Kyle Rittenhouse is back in Wisconsin, where he faces two charges of first-degree intentional homicide and a count of attempted homicide.

But there are questions that go beyond whether Rittenhouse is guilty of killing two people on Aug. 26, a night of unrest in downtown Kenosha, Wis., following the shooting of a Black man by a Kenosha police officer.

Those questions pertain to the actions, or inaction, by law enforcement officers that night.

About 15 minutes before Rittenhouse allegedly shot three people, killing two of them, there is video footage of law officers giving water bottles to Rittenhouse.

Not only did they give this armed teenager water, they then told him: “We appreciate you guys, we really do.”

Then, over a loudspeaker, law officers in that same area yell at a different group: “You’re going to have to get out of there. This is the last warning. You’re going to have to move south or you’re going to have to get out of this block. This is the last warning. You will disperse.”

After the burning of buildings in Kenosha the two preceding nights, it was necessary for law enforcement to have an increased presence in the area. The officers were supposed to be there to protect the community.

Unfortunately, by showing favoritism to Rittenhouse and a group of armed men, they ended up doing the opposite, and as a result two people died. It doesn’t stop there; after the shootings, there is video of Rittenhouse approaching officers with his arms in the air, appearing ready to turn himself in. Instead of arresting him, the officers let him walk right on by.

In a news conference after the shooting, Kenosha County Sheriff David Beth initially defended law enforcement officers’ actions, saying police “would toss a water to anybody.”

Additionally, Beth said, moments after the shots were fired, there was likely a lot of radio chatter, and there were many people shouting and running in Kenosha’s streets, which Beth said may have allowed Rittenhouse to go unnoticed by officers with limited visibility sitting inside Bearcat armored vehicles.

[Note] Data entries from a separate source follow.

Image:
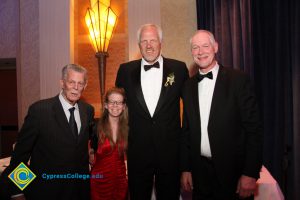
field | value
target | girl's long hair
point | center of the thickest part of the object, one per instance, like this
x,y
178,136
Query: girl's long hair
x,y
104,127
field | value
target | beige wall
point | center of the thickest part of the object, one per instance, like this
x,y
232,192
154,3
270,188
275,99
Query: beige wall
x,y
178,21
46,35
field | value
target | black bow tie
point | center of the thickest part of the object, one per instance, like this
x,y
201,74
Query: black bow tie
x,y
202,76
147,67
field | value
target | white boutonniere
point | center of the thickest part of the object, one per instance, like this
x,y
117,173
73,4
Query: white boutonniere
x,y
170,79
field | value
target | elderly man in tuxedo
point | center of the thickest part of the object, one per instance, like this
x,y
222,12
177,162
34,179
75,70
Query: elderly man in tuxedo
x,y
221,152
153,88
54,137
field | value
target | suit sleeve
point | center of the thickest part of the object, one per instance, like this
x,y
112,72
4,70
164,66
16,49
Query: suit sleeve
x,y
252,127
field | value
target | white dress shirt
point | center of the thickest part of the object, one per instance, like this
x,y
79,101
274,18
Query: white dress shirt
x,y
205,90
151,82
66,106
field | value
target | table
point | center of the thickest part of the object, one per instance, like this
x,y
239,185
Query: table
x,y
267,188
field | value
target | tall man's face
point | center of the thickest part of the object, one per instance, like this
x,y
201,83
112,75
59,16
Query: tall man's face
x,y
72,86
203,51
150,45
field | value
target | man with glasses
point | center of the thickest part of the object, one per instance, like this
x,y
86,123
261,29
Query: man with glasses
x,y
153,89
55,137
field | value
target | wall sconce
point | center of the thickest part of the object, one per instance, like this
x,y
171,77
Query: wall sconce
x,y
101,21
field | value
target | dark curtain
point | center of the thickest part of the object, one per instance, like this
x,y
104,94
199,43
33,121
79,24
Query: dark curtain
x,y
262,39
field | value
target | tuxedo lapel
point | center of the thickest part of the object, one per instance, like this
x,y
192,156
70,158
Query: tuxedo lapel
x,y
83,118
136,78
218,95
164,89
61,118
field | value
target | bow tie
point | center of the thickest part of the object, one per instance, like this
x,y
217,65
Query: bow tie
x,y
147,67
202,76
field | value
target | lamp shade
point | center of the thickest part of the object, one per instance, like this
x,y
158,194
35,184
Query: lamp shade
x,y
101,21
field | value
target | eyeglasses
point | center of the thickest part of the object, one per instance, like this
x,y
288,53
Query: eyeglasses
x,y
118,103
73,84
151,42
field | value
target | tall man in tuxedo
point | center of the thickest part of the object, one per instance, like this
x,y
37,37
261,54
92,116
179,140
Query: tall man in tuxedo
x,y
221,153
54,137
153,88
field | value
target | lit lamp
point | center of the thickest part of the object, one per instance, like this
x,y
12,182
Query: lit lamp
x,y
101,21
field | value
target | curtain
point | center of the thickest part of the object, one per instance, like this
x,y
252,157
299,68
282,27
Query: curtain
x,y
262,39
230,22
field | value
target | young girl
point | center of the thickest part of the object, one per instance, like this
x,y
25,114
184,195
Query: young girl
x,y
108,174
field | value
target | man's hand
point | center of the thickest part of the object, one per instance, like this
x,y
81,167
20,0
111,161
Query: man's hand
x,y
18,197
186,181
246,186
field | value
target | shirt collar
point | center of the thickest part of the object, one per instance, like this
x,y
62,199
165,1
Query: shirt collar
x,y
159,59
65,104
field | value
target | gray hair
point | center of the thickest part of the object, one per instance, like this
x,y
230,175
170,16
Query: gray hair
x,y
211,36
158,29
74,67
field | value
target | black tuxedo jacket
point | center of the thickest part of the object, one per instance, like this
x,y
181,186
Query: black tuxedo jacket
x,y
234,128
153,141
46,139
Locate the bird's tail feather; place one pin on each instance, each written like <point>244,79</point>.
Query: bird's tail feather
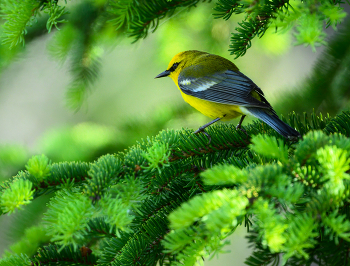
<point>273,121</point>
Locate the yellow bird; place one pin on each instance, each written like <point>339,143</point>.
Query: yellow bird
<point>215,87</point>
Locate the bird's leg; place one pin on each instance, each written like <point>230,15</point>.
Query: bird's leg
<point>239,126</point>
<point>201,129</point>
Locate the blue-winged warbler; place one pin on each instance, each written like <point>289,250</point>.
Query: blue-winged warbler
<point>215,87</point>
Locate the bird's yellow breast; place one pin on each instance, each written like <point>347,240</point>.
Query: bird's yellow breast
<point>212,109</point>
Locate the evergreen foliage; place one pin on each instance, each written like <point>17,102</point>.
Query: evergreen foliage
<point>85,26</point>
<point>174,199</point>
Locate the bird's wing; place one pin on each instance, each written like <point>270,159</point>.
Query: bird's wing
<point>227,87</point>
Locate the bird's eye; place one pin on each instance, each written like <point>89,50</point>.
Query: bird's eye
<point>173,67</point>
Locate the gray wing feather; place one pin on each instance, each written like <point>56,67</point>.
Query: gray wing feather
<point>229,87</point>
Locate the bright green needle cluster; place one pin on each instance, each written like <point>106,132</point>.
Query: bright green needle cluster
<point>19,193</point>
<point>39,166</point>
<point>173,199</point>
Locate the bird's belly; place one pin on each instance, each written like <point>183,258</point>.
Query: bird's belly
<point>212,109</point>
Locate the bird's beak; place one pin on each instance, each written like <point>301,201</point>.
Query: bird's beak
<point>163,74</point>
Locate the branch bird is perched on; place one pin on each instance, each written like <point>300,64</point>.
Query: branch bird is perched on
<point>215,87</point>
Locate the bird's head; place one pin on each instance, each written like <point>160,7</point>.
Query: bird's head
<point>180,61</point>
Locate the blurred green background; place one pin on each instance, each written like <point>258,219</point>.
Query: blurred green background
<point>126,103</point>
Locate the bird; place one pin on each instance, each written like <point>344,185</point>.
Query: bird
<point>215,87</point>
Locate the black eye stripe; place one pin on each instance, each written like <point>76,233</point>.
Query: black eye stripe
<point>173,67</point>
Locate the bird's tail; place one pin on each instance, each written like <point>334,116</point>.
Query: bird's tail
<point>273,121</point>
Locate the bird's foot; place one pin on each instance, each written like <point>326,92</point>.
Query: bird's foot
<point>239,127</point>
<point>201,130</point>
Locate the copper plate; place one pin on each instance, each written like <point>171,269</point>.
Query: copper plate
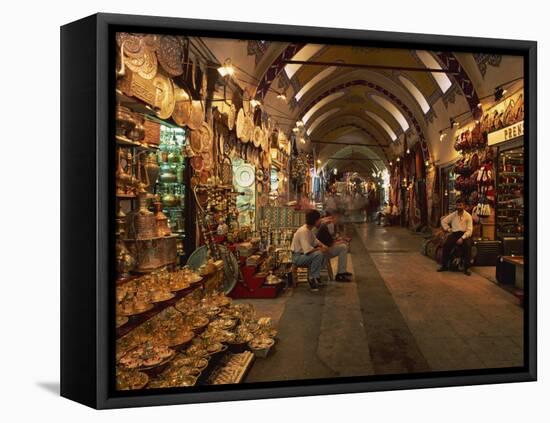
<point>195,141</point>
<point>265,140</point>
<point>164,101</point>
<point>207,161</point>
<point>197,115</point>
<point>250,125</point>
<point>240,124</point>
<point>182,112</point>
<point>257,136</point>
<point>204,176</point>
<point>207,136</point>
<point>231,112</point>
<point>196,163</point>
<point>170,54</point>
<point>133,44</point>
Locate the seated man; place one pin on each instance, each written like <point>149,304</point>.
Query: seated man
<point>336,247</point>
<point>459,224</point>
<point>307,250</point>
<point>390,213</point>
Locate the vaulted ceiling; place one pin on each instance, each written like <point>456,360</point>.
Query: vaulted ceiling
<point>355,117</point>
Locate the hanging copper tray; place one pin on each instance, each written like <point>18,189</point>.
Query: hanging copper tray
<point>240,124</point>
<point>265,141</point>
<point>170,54</point>
<point>197,163</point>
<point>250,126</point>
<point>133,44</point>
<point>197,115</point>
<point>231,112</point>
<point>164,101</point>
<point>204,176</point>
<point>152,41</point>
<point>182,113</point>
<point>195,142</point>
<point>145,64</point>
<point>207,161</point>
<point>257,136</point>
<point>226,172</point>
<point>207,136</point>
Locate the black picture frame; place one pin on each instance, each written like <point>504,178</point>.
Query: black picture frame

The officers involved need to be questioned. Why did they give water to a group of armed men, then yell at a group of protesters to leave? If they were really there protecting property, they should have been telling everyone to leave the area, not just one group.

And why did they let an armed teen with his arms up in the air get away after a shooting?

Those questions still need to be answered, and the public deserves to know the outcome of the investigation.